2025 CPT code 25420

Repair of nonunion or malunion of both the radius and ulna bones in the forearm, using a bone graft from the patient's own body.

The application and removal of the first cast, splint, or traction device are included in the code. Subsequent replacements can be billed separately. Modifier 54 is used if the initial treating physician does not perform subsequent care.

Modifiers such as 22 (increased procedural services), 50 (bilateral procedure), 51 (multiple procedures), 52 (reduced services), 59 (distinct procedural service), 62 (two surgeons), 76 (repeat procedure by same physician), and others may be applicable.

Medical necessity for this procedure is established by documenting the functional impairment caused by the nonunion or malunion, such as limited range of motion, pain, or instability.

The physician is responsible for the entire surgical procedure, including incision, bone repair, obtaining the graft, and closure.

In simple words: This surgery fixes a broken forearm when the radius and ulna bones haven't healed properly or have healed in the wrong position. The surgeon takes a piece of bone from another part of your body and uses it to help the forearm bones heal correctly.

This procedure addresses nonunion (failure of a fractured bone to heal) or malunion (healing of a fractured bone in an incorrect position) of both the radius and ulna bones in the forearm. It involves surgically exposing the affected bones, removing the improperly healed or unhealed bone tissue, and then grafting bone from elsewhere in the patient's body (often the iliac crest) to bridge the gap and promote proper healing. The procedure includes obtaining the autograft.

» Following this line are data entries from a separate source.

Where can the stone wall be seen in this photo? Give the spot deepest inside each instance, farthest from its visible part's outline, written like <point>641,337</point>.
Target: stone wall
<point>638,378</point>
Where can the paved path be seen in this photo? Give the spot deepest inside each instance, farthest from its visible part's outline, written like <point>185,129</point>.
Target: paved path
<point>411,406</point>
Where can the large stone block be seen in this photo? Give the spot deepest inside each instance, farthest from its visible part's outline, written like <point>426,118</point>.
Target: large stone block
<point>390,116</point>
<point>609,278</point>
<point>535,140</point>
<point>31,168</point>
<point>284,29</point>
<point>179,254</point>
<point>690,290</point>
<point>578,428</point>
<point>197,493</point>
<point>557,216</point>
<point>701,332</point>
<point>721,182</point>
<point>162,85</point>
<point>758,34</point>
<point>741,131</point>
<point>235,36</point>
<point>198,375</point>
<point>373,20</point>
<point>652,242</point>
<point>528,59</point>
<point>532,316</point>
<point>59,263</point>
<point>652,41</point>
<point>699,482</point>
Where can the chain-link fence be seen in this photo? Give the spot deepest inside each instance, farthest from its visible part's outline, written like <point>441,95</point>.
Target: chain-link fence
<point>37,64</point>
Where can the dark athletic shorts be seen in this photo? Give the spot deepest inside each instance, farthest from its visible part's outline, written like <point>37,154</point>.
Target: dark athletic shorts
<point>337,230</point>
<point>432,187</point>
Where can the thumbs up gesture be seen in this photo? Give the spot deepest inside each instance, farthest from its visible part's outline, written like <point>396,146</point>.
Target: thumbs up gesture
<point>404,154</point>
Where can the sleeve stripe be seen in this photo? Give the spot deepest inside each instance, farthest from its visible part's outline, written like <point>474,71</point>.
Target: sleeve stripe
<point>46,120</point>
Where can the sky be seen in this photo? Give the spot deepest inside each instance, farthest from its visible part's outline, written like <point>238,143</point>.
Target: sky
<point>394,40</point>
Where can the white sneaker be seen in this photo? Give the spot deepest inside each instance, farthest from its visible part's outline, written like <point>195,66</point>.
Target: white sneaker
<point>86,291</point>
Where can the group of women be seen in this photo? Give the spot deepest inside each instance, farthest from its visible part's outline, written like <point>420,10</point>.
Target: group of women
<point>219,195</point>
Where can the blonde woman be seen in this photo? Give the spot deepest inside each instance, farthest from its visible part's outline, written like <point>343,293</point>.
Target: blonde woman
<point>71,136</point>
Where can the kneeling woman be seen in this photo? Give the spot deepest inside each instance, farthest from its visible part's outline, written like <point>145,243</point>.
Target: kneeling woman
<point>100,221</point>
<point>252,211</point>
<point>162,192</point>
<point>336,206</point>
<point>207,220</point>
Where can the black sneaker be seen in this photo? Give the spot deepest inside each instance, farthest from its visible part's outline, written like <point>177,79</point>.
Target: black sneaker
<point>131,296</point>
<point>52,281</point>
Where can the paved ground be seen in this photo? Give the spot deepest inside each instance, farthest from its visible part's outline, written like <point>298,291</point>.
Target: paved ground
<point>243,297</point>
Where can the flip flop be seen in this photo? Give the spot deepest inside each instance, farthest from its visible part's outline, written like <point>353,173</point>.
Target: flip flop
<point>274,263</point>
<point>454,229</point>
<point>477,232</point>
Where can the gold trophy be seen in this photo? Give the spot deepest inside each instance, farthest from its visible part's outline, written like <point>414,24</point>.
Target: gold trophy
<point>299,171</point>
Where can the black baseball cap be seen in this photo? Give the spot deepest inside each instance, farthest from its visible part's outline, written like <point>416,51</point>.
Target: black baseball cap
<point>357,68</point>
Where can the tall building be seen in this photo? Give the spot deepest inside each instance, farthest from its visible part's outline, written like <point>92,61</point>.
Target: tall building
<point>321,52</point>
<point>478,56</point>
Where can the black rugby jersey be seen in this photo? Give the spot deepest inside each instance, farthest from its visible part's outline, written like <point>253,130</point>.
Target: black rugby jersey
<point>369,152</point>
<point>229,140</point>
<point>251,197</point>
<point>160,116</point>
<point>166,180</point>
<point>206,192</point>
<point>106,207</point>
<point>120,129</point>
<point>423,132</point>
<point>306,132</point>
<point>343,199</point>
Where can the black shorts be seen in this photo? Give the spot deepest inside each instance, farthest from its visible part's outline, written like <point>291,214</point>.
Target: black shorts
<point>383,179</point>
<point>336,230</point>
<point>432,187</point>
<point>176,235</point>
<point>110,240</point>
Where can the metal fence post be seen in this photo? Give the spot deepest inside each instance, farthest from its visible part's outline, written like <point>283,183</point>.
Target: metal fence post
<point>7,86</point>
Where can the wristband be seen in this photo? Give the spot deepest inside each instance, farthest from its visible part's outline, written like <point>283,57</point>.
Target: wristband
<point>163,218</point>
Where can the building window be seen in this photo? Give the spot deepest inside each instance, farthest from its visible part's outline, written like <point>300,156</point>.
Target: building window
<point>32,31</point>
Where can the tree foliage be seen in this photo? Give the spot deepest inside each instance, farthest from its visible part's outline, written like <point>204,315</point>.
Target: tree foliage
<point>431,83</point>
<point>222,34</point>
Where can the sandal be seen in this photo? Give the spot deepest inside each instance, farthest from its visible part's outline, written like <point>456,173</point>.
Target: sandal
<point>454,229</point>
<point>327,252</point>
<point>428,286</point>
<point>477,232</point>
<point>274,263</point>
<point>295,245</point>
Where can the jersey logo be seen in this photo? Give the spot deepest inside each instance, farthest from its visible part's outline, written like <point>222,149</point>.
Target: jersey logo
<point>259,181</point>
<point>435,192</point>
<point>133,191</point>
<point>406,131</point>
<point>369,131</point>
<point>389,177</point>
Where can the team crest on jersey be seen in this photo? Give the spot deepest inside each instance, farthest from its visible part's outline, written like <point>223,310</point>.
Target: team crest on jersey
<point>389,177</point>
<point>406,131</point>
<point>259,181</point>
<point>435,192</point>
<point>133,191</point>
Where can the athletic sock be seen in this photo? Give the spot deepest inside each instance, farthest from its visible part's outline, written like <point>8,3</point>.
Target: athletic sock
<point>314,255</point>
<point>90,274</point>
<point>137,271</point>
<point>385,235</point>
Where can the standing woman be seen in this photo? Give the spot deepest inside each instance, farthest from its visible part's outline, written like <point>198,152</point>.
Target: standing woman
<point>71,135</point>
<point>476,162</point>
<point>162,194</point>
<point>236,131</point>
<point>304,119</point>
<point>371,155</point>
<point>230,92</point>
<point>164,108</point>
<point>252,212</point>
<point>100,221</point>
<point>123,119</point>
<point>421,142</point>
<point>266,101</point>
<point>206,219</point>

Example 1: A patient has a nonunion of both the radius and ulna following a forearm fracture. Code 25420 is used for the repair with autograft., A patient has a malunion of the radius and ulna, resulting in limited forearm rotation. Code 25420 is used for the corrective surgery with autograft., A patient with a congenital deformity affecting both the radius and ulna undergoes corrective surgery. Bone grafting is performed, and 25420 is reported.

Documentation should include details of the fracture, evidence of nonunion or malunion (e.g., imaging studies), the source of the autograft, and the method of fixation.